There is a passage in ‘Alice in Wonderland’ where Alice comes across a group of the Red Queen’s servants painting white rose red. This because the Queen wanted red roses and they mistakenly planted white roses. They hope that the Queen won’t notice the red paint. Similarly there is the many thousands of financial advisers who role in life is to paint earned income as anything but earned income. Anything that is either not liable for tax or which is taxed lightly. Unlike the Red Queens gardeners they are very successful in that the tax authorities never see through the disguise.

Apple is described as the world’s largest business. Although they are  the company with the largest sales revenue are not necessarily the most profitable. Much of the profit earned is changed into something quite different, such as a charge to Head Office at least in all the European countries. What profit Apple declares is largely resting in some offshore tax haven beyond the reach of the US tax inspector.

What any economist needs to realise is that to understand the behaviour of multi-national companies,is that the economics textbook is of little use. The book describes the behaviour of an ideal and imagined company, not a real one.

I could go further and relate other features of the book to the real economy. There are frequent examples in the book of nonsense verse, such as the song of the Walrus and the Carpenter. What the economist needs to know is that in the real world economy there are plenty such similar examples. All too often when a company goes bankrupt it is usually one that has received a successful audit. The auditors seem unable to notice those gaping black holes in the company accounts. This is because they use a set of industry agreed accounting conventions when analysing the companies accounts, conventions that serve to conceal rather than reveal mismanagement and a shortage of funds. While company accounts are not nonsense verse, they are often intended to deceive as often as they are intended to reveal the true state of a company’s affairs.

Politicians come the nearest to uttering nonsense verse on the economy. They are found of uttering what seem to be profound mantras on matters of the economy, but which are in fact meaningless phrases. Phrases such as the country has ‘maxed out its credit card’ a phrase uttered by a politician, when his government was doing all it could to encourage a borrowing binge to kick start the economy back to life.

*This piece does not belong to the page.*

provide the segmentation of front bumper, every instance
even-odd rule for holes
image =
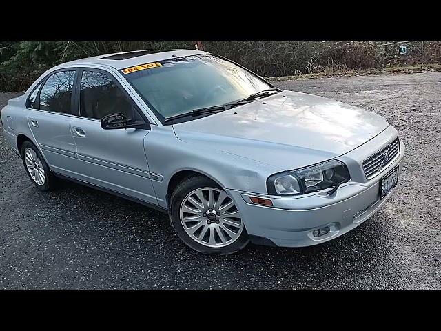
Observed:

Why I recommend Lewis Carroll’s book for any budding economist is that it reveals to the reader a strange world that is and is not ours. It prepares for them recognising the unfamiliar and strange amongst the familiar and it is often the strange and unfamiliar that make seemingly inexplicable behaviour explicable. Conventional or bad economists are unable to see beyond the fog that is the received economic wisdom. This is why these economists were unable to see the financial crash of 2008 looming in front of them, when all the danger signals were showing red.